И теперь, когда все кончено, я не знаю, на кого излить свою злость и печаль. На этот мир, который заставил ее вот так воспринимать свое тело, нет, себя, отнял у нее веру в то, что она может быть желанной. На К., которой не хватило силы воли наплевать на то, что говорит ей этот мир. Или на себя, поскольку сила моей любви оказалась недостаточной, чтобы заставить К. поверить в себя».

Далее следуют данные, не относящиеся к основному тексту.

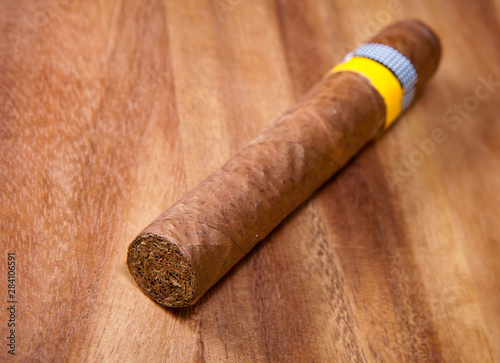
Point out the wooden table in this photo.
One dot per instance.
(111, 111)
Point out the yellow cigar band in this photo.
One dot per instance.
(384, 81)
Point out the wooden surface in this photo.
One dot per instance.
(110, 111)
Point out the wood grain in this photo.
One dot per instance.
(110, 111)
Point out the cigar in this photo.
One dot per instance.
(191, 245)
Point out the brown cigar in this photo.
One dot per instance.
(191, 245)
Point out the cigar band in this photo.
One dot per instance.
(391, 73)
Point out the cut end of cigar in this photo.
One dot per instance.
(161, 271)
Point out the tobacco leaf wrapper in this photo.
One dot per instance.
(191, 245)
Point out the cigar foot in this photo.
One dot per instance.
(160, 269)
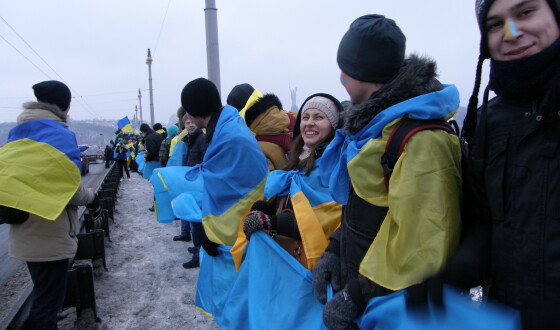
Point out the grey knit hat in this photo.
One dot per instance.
(326, 106)
(372, 49)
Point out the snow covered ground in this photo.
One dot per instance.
(146, 286)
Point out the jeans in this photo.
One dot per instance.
(197, 233)
(47, 297)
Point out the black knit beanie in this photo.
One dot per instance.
(200, 98)
(482, 7)
(53, 92)
(372, 50)
(239, 95)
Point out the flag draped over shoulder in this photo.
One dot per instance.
(460, 312)
(171, 189)
(317, 214)
(271, 290)
(234, 171)
(39, 168)
(125, 125)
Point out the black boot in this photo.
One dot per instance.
(194, 263)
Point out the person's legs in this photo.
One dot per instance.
(49, 289)
(197, 234)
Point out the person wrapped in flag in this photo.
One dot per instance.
(302, 208)
(40, 176)
(391, 236)
(234, 173)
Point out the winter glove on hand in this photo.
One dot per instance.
(256, 220)
(340, 312)
(210, 247)
(417, 295)
(94, 207)
(327, 271)
(264, 207)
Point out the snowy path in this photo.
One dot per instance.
(146, 287)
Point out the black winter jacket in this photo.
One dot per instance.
(152, 142)
(514, 202)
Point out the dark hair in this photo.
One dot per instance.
(294, 163)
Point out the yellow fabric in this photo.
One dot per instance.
(252, 99)
(422, 226)
(313, 236)
(37, 178)
(177, 139)
(223, 229)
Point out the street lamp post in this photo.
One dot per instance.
(149, 62)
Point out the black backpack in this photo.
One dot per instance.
(400, 135)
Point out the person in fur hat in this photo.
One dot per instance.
(391, 235)
(512, 197)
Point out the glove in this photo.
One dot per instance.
(340, 312)
(264, 207)
(417, 295)
(210, 247)
(12, 216)
(95, 206)
(327, 271)
(256, 220)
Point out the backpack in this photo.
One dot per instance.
(402, 133)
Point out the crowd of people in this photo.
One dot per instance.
(362, 217)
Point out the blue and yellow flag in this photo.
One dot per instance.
(125, 125)
(459, 312)
(40, 168)
(234, 171)
(317, 214)
(422, 225)
(271, 290)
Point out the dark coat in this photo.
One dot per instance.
(152, 143)
(196, 149)
(514, 201)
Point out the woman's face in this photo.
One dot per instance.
(314, 126)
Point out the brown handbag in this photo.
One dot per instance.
(292, 245)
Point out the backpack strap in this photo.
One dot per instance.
(400, 136)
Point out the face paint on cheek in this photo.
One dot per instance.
(510, 30)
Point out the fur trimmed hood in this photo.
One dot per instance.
(418, 76)
(261, 105)
(41, 110)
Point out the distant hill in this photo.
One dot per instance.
(90, 132)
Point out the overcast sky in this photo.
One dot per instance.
(99, 48)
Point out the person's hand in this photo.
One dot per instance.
(256, 220)
(340, 312)
(210, 247)
(326, 271)
(418, 295)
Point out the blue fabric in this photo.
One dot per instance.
(173, 190)
(51, 132)
(344, 147)
(214, 281)
(389, 312)
(271, 291)
(179, 151)
(233, 164)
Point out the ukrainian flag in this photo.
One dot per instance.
(125, 125)
(39, 168)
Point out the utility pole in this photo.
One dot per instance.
(140, 102)
(212, 45)
(149, 62)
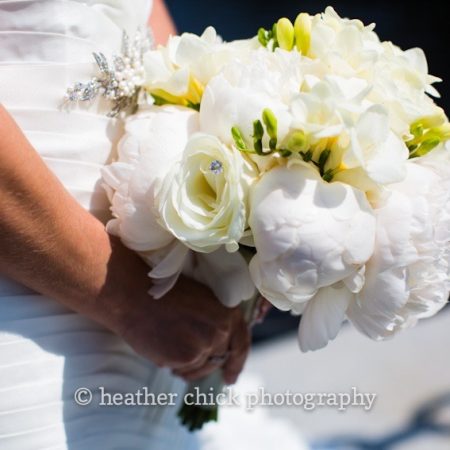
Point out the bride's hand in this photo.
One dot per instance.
(189, 331)
(49, 243)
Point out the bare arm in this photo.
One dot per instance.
(161, 22)
(51, 244)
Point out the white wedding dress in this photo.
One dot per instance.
(47, 352)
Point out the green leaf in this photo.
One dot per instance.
(271, 123)
(323, 158)
(238, 138)
(263, 37)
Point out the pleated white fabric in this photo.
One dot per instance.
(47, 352)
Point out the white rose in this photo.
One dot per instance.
(202, 200)
(153, 140)
(308, 234)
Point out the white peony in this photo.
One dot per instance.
(308, 234)
(153, 141)
(408, 277)
(203, 199)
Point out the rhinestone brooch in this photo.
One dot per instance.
(119, 81)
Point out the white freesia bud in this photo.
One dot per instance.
(202, 201)
(308, 234)
(407, 278)
(241, 92)
(376, 149)
(153, 140)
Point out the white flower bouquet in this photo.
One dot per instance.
(308, 164)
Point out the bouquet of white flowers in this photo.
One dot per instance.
(308, 164)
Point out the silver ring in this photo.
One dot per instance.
(218, 359)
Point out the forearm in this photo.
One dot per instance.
(47, 240)
(161, 22)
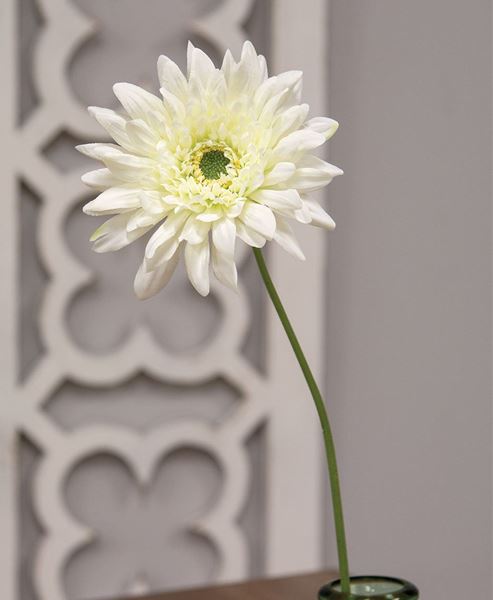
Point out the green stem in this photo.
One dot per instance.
(324, 422)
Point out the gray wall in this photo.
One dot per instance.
(409, 288)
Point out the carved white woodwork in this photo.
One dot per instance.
(278, 398)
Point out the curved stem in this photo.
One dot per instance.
(324, 421)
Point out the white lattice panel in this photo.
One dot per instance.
(276, 399)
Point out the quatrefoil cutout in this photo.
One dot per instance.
(143, 532)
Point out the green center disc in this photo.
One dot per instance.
(213, 164)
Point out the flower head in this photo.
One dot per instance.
(223, 154)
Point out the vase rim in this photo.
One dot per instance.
(404, 588)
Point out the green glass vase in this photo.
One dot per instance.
(371, 587)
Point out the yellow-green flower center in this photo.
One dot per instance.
(213, 164)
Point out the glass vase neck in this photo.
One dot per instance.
(371, 587)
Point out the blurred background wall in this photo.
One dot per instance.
(403, 319)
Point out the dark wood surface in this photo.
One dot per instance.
(298, 587)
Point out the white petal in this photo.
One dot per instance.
(113, 123)
(290, 80)
(149, 283)
(200, 67)
(297, 143)
(224, 268)
(194, 231)
(197, 262)
(130, 167)
(279, 200)
(224, 236)
(243, 77)
(249, 235)
(99, 179)
(113, 234)
(171, 78)
(314, 176)
(169, 229)
(289, 120)
(137, 101)
(280, 173)
(285, 238)
(259, 218)
(303, 215)
(173, 105)
(141, 218)
(113, 201)
(323, 125)
(320, 218)
(141, 137)
(99, 151)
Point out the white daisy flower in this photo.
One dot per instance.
(224, 153)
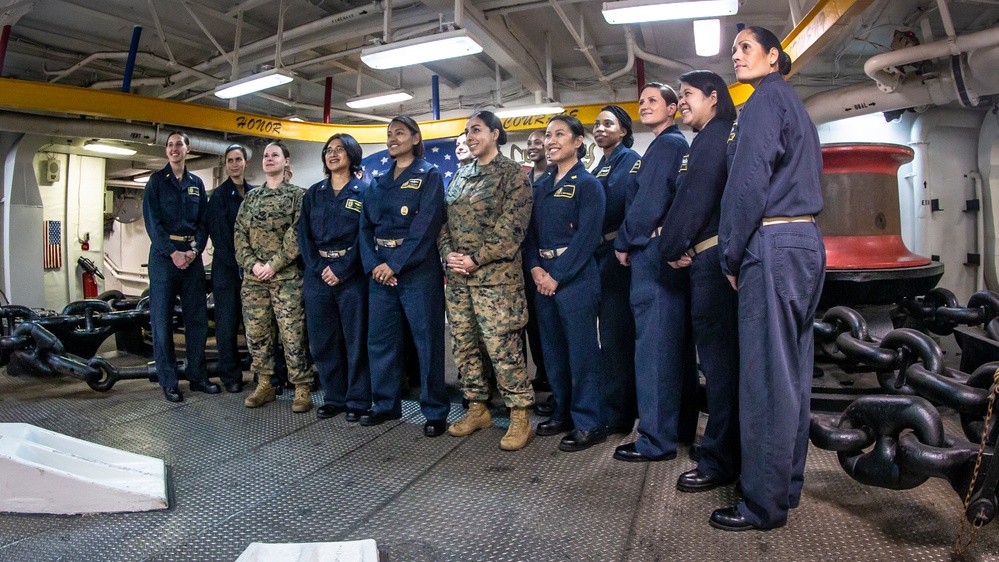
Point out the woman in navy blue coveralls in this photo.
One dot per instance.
(227, 278)
(619, 176)
(772, 252)
(566, 219)
(690, 239)
(402, 215)
(665, 369)
(336, 292)
(174, 207)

Я проплакала все «Свадьбы знаменитостей», сидя на полу у дивана, слезы скатывались с моего подбородка на футболку, когда одна за другой тонюсенькие, как папиросная бумага, супермодели говорили: «Я согласна». Я плакала о Брюсе, который понимал меня гораздо лучше, чем я думала, и любил куда сильнее, чем я того заслуживала. Он мог стать всем, чего я хотела, всем, на что надеялась. Он мог стать моим мужем. А я бортанула его.

И потеряла навеки. И Брюса, и его родителей, живших в Нью-Джерси, к которым я очень привязались. Его отец, с добрыми, как у Брюса, глазами, работал дерматологом. Свою семью он просто обожал, другого слова я найти не могу. И меня такое отношение поражало. В сравнении с моим отцом Бернард Губерман тянул на пришельца с Марса. «Он действительно любит своего сына! – изумлялась я. – Он действительно хочет быть с ним! Он многое помнит из жизни Брюса!» Вроде бы я понравилась Бернарду Губерману, но, возможно, не как личность, а потому что была: а) еврейкой, то есть потенциальной снохой; б) работающей женщиной, а не авантюристкой, которая охотится за деньгами семьи; в) источником счастья для его сына. Но в принципе меня не волновали причины его благожелательного отношения ко мне. Я просто купалась в его доброте.

Мать Брюса, Одри, поддерживала идеальную чистоту в доме с белыми от стены до стены коврами и семью ванными комнатами. Ее отличали ухоженные ногти с цветом лака, о котором в следующем месяце я читала в «Вог», и стильно уложенные волосы. Но помимо маникюра, Одри могла похвастаться и хорошим характером, позволяющим ей легко сходиться и ладить с людьми. В разговорах с подругами я называла ее Одри Безупречный Вкус. Она получила диплом учителя, но ко времени нашего знакомства работа осталась в далеком прошлом, и свое время она делила между обязанностями жены и матери и общественной деятельностью: вечный член родительского комитета, вожатая каб-скаутов[3], президент отделения «Хадассы»[4], короче, человек, на которого всегда можно рассчитывать при организации благотворительного обеда в синагоге или зимнего бала.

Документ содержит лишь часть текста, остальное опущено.